I went for a walk the other day and remembered what a nice thing going for a walk is. Just walking around. Thinking and looking. Not necessarily for exercise or to get someplace, so maybe ambling would be a better word, especially when it’s 90.

One thing’s for sure, we’ve only got three more weeks of summer left officially, but unofficially I can already feel a change of season on the New Mexican horizon. There’s something in the wind that feels like fall.

Wait, no. It’s not the wind, it’s the pumpkin-flavored Reese’s showing up on stores’ checkout counters. Oh well, it wouldn’t hurt to have just one bite of synthetic pumpkin flavoring.

Just a reminder, after Monday the fashion police will write you up if you’re wearing white. Why? I don’t know, but Labor Day has traditionally been the cutoff day. But they say nothing about cutoffs.

Never mind.

In Socorro County, the big deal with the Labor Day weekend is that it’s county fair time, and every year I’m reminded of a song my mother used to sing when I was small. It goes, “Oh dear what can the matter be, Johnny’s too long at the fair,” and for some reason, I took it to heart, even though I was never referred to as “Johnny.” In my four-year-old mind, I worried about it and had visions of poor little four-year-old Johnny wandering around a darkened midway with puckered chin late into the night. It haunts me to this day, every county fair time. Well, not really.

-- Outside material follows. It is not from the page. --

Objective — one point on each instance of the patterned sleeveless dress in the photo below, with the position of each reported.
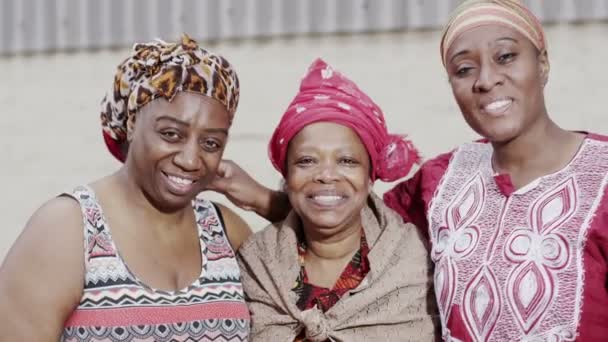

Nowadays, for me, the truth is – I know I bring this up year after year – besides all the cows and chickens and goats and prize-winning pumpkin-flavored pumpkins there’s…um, fair food.

If there’s one thing that hasn’t changed in this age of hurry up, it’s good old-fashioned fair cuisine. You know, turkey legs, buttered born on the cob, Navajo tacos, and don’t forget the Tumbleweeds 4H club’s pancake breakfast Saturday morning. Comfort food galore.

What I’m saying is that there’s no sushi at the Socorro County Fair.

Anyway, it’s all over by Monday. I’ve always heard that Labor Day is the swan song of summer, and if nothing else you can at least take comfort in knowing the pressure to have fun during summer is finally over.

Labor Day, however, is yours to do what you want to do, the day when all ye who labor get the day off. If you think about it, Labor Day can be confusing. I mean, it should be called Lazy Day. Trouble is the Tuesday after Labor Day you’re going to be laboring twice as hard to make up for the work that gets backed up when you’re not laboring on Labor Day.

Newspaper work goes on, however, as well as police officers, firemen and EMTs, doctors and nurses, radio disc jockeys and don’t forget those working at John Brooks and other stores.

Some of us have held jobs doing one thing or another since our teenage years, and I’ve got to say I haven’t been required too much bending and lifting through it all…although there was that time at boot camp when I was designated “latrine queen.”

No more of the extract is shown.